There was a period in the late '80s when I was studiously ignoring the Second Summer of Love and Madchester scenes, while my ears were focused on the, ahem, avant-rock and post-hardcore scenes around New York (Sonic Youth, Glenn Branca, John Zorn) and labels like SST in the US and Blast First in the UK.
This is an example of what I call a foraging strategy in The Book: finding a patch of ground that seems to have lots of good food in it, and then exploring different parts of it until the proportion of good nosh you find falls unacceptably low. Elliott Sharp just about defined that point for me. The signs were promising: a long-term member of the NYC scene, putting out records on SST. I bought a couple of his records, on the same day I think, and they're superficially quite different — but neither really clicked with me.
Of the pair, this is the one that's closer to contemporary classical music. Yeah, well, it has a string quartet; I guess that's a bit of a giveaway. It's also based on heavy maths, in a way that appears superfiically similar to many Xenakis compositions. Sharp's Wikipedia profile declares him to be a science geek, and his sleeve notes descibe how two of the pieces use Fibonacci Series to generate tunings, rhythms and forms. (These notes also show how printing technology evolved through the '80s: whereas the Recommended Records Sampler was still using a typewriter in 1982, five years later Sharp is using a dot-matrix printer with its trademark rough rasterisation and the odd line that gets all scrunched up.)
Digital is my favourite piece on the album. The instruments no longer sound like violins, viola and cello, as apparently they have all had spring steel woven into the strings. Overall the effect is similar to a Balinese gamelan performance.

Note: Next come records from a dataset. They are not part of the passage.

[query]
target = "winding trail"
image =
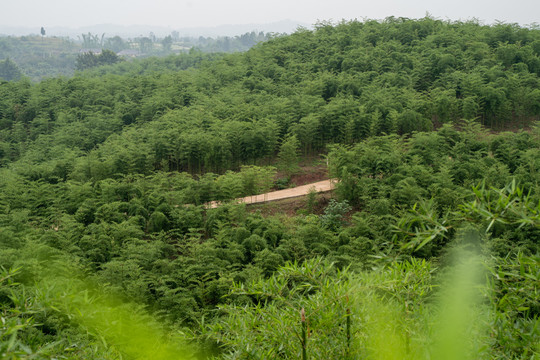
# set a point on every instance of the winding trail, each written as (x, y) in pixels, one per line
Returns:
(320, 186)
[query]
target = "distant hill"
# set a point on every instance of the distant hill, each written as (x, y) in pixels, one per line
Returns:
(284, 26)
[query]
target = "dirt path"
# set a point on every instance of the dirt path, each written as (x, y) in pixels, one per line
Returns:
(320, 186)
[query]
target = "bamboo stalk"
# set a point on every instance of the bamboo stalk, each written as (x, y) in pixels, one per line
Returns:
(304, 334)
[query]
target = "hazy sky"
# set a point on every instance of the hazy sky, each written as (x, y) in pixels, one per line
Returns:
(198, 13)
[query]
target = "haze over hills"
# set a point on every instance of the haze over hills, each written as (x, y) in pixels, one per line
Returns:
(284, 26)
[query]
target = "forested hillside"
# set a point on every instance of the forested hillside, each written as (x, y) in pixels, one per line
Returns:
(429, 248)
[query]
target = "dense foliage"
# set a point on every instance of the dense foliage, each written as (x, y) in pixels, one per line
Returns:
(104, 179)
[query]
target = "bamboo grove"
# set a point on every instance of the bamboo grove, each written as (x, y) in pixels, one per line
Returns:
(104, 178)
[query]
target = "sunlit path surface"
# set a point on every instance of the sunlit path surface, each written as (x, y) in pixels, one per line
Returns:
(320, 186)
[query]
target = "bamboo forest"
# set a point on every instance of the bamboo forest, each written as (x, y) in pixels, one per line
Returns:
(426, 248)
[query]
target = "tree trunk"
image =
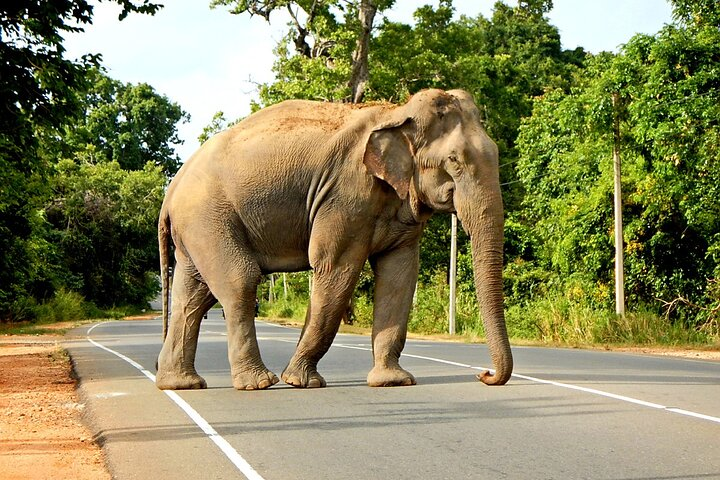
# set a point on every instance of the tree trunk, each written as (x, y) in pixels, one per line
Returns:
(360, 72)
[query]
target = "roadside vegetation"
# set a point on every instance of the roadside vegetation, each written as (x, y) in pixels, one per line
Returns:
(90, 161)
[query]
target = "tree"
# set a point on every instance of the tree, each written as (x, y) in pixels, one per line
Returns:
(102, 221)
(668, 87)
(129, 124)
(339, 49)
(39, 90)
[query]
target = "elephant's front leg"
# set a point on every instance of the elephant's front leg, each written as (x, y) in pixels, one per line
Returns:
(330, 295)
(396, 274)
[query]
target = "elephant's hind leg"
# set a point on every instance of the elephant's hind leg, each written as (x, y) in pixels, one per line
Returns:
(330, 296)
(233, 277)
(190, 300)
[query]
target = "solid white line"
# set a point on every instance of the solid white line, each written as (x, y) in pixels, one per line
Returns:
(232, 454)
(569, 386)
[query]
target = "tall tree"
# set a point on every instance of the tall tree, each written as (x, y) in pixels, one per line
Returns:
(39, 89)
(339, 31)
(129, 124)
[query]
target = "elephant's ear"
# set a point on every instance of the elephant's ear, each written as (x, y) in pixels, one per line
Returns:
(389, 156)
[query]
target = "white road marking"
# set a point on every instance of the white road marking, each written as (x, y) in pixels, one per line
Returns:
(232, 454)
(569, 386)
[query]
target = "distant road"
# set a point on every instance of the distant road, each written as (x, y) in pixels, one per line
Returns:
(566, 414)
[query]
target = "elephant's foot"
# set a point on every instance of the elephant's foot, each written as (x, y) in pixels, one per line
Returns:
(302, 376)
(390, 377)
(256, 380)
(179, 381)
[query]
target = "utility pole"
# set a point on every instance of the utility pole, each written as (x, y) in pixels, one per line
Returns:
(453, 271)
(619, 258)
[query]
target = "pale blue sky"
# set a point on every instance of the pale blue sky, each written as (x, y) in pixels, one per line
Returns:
(209, 60)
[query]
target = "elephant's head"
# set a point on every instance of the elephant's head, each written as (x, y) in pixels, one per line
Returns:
(434, 152)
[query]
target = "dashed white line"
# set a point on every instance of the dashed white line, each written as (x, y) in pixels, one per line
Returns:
(592, 391)
(240, 463)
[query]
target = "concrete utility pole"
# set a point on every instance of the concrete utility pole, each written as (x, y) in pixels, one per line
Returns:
(453, 271)
(619, 258)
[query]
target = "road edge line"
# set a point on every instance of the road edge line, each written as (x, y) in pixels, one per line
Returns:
(235, 458)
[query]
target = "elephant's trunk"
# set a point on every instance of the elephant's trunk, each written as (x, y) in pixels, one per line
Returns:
(484, 222)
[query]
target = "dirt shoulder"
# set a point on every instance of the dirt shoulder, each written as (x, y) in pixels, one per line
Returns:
(42, 435)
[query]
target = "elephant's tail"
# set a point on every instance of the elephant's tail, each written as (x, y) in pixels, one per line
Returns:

Sharp very rarely performs in this country, so when he paid a visit to the Luminaire in January, I went along to see if I shouild revise my luke warm reaction of two decades ago. Answer: probably not; though my impressions of the music that night were badly affected by the appalling organisation of the gig by the Society for Promotion of New Music, which smacked of the worst kind of croneyism at every stage. I've never seen a queue to get into the Luminaire before (and neither, the bouncer said, had he). But at the time the gig was scheduled to start, everyone who'd bought their ticket in advance had to wait outside while the organisers gave priority to those on a very long guest list. Then the running order, which inevitably started late, was padded out with SPNM members so that it ran later and later. One guy got on stage and said he was "just going to make some noise for ten minutes". He was the type that thinks its clever to play a guitar with a hair dryer or a lawn strimmer — anything but a plectrum. The comedy interest of this wore off inside five minutes, the sound he made was shit, and he was still going after 25 minutes. But no one pulled the plug on him or politely invited to leave the stage NOW. The result of all this was that the show was so far behind schedule that by the time Christian Marclay joined Sharp for the final set of the evening, I had only five minutes before I had to leave to get my last train home. Sorry, had to get that off my chest. Sharp was OK — actually he was a big hit with some in the audience — but not really my thing and I doubt I'll buy any more of his records.